Deciphering the prognostic landscape of osteosarcoma: Integrating the roles of hippo pathway genes, programmed cell death, and the tumor immune microenvironment

Abstract

AbstractOsteosarcoma is a highly aggressive cancer prevalent among adolescents and young adults, notorious for its tendency to metastasize to the lungs. This research delves into the molecular foundations of osteosarcoma by examining the role of the Hippo signaling pathway and its interaction with the tumor immune microenvironment (TME). Through analysis of transcriptomic data from the TARGET‐OS dataset and control samples from GTEx, we identified a set of 131 genes that link high expression profiles in osteosarcoma with the Hippo pathway.

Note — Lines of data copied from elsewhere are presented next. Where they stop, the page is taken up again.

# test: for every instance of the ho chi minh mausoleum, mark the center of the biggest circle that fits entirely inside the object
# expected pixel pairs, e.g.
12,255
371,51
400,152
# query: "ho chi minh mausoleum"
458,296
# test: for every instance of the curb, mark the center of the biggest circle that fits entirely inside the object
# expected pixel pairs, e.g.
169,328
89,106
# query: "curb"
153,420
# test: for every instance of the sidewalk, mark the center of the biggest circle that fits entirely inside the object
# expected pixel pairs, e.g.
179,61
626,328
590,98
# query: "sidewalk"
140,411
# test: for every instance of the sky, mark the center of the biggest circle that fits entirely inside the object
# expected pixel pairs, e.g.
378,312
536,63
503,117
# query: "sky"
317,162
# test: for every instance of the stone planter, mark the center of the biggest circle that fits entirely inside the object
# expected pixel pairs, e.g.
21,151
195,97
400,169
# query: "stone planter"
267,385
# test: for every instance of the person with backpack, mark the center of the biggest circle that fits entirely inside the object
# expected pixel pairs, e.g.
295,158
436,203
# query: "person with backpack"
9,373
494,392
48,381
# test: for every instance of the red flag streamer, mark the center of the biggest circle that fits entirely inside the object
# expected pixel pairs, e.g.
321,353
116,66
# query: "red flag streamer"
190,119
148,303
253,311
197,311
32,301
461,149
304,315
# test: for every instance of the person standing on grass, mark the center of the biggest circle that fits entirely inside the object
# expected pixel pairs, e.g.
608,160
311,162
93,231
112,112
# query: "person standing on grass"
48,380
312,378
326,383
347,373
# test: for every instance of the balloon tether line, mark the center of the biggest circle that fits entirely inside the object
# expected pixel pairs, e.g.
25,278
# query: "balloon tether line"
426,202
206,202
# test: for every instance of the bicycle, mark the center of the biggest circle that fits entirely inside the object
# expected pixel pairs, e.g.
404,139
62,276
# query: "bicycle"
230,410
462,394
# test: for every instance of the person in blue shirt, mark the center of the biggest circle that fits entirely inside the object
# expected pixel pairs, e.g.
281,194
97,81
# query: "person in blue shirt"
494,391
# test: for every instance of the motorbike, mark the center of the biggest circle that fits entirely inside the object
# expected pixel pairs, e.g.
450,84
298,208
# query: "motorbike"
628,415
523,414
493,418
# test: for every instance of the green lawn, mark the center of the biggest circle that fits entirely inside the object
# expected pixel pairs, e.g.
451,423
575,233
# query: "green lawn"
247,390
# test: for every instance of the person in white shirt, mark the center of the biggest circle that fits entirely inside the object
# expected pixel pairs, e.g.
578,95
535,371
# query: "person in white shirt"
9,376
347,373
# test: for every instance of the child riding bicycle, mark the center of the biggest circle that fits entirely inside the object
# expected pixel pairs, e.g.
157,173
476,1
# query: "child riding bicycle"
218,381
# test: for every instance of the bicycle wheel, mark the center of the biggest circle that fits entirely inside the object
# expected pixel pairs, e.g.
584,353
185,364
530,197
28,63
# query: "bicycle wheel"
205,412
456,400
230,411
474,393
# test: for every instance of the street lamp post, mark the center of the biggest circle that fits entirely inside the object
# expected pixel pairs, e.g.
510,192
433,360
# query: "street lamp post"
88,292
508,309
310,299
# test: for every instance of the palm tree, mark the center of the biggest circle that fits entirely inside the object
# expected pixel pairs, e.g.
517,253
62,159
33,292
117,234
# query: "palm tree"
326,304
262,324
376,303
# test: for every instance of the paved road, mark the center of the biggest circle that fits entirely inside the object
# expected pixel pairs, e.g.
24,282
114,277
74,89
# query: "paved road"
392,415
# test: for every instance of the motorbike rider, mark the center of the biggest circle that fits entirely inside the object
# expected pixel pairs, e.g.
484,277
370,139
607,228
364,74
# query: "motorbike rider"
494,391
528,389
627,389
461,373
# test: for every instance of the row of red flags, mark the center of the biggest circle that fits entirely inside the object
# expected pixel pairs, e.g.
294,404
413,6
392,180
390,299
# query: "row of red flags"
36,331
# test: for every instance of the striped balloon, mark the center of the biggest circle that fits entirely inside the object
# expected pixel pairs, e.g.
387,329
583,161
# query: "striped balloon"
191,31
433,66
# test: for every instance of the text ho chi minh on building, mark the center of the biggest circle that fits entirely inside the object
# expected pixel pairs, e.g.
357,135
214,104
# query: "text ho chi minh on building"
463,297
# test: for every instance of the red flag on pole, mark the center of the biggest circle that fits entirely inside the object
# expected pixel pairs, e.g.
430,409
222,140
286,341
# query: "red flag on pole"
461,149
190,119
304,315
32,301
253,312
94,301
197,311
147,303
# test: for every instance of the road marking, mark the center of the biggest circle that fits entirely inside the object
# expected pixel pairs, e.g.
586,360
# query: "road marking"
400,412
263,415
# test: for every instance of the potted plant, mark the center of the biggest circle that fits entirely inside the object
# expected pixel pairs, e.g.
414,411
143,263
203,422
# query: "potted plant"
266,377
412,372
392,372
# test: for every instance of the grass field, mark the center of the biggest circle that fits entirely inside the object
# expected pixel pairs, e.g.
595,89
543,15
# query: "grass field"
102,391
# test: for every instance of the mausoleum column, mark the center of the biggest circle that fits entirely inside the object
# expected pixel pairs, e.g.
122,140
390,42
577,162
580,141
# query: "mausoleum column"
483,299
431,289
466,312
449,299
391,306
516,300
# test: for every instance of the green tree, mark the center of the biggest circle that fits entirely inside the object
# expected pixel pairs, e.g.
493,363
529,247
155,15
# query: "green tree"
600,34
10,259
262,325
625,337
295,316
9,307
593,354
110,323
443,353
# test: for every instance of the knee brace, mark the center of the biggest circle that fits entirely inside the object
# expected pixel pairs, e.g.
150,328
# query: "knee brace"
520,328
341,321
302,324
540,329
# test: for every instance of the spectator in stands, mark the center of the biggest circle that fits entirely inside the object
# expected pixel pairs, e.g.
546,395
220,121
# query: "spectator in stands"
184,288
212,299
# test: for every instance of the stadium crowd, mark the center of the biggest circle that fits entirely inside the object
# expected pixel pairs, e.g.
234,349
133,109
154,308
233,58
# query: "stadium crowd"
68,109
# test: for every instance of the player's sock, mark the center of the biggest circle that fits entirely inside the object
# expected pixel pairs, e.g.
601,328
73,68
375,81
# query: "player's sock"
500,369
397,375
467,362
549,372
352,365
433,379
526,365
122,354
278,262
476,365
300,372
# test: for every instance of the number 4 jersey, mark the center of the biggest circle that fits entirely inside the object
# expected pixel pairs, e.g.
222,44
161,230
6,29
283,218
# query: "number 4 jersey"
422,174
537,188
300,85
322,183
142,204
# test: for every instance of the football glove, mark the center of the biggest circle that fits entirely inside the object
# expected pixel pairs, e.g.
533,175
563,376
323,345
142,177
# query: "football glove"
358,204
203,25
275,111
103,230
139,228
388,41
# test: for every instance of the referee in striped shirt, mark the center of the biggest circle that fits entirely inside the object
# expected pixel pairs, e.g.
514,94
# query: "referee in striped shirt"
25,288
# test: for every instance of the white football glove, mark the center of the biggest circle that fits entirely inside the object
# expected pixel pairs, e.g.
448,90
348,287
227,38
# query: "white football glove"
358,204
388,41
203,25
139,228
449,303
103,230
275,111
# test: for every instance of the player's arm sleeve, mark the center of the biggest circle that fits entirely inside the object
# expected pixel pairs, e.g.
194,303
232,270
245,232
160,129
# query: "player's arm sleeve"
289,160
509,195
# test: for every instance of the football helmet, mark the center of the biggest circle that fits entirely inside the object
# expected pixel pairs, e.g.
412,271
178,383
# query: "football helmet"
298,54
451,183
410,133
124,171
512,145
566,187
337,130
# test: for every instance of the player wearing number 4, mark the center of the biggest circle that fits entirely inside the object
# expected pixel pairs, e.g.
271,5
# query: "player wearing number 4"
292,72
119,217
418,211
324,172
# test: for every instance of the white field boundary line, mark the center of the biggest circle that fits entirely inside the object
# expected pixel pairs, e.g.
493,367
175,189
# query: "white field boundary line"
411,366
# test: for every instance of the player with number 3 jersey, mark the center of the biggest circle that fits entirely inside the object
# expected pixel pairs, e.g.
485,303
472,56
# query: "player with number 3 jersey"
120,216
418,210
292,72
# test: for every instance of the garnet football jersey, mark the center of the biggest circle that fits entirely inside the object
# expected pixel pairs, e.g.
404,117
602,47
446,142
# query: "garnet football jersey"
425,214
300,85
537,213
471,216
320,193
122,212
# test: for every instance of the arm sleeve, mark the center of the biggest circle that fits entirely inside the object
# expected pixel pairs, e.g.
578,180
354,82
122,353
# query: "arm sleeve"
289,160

A focused examination through univariate Cox regression analysis revealed eight key genes (DLG5, WNT11, TGFB2, DLG4, WNT16, ID2, WNT10B, and WNT10A) with a significant correlation to patient outcomes. Hierarchical clustering of these genes delineated two distinct patient groups with significantly different survival rates, a finding supported by Kaplan–Meier survival analysis. Further investigation into immune cell infiltration and expression profiles of immunoregulatory factors uncovered a notable pattern of immune evasion in the group with poorer prognosis, marked by reduced effector immune cell activity and lower levels of immunostimulatory factors. Single‐cell sequencing highlighted the cellular diversity within osteosarcoma samples and identified markers differentiating malignant from nonmalignant cells, correlating these markers with prognostic risk scores. Our results emphasize the critical prognostic value of Hippo pathway genes and the TME in osteosarcoma, shedding light on new avenues for therapeutic intervention and patient‐specific treatment strategies.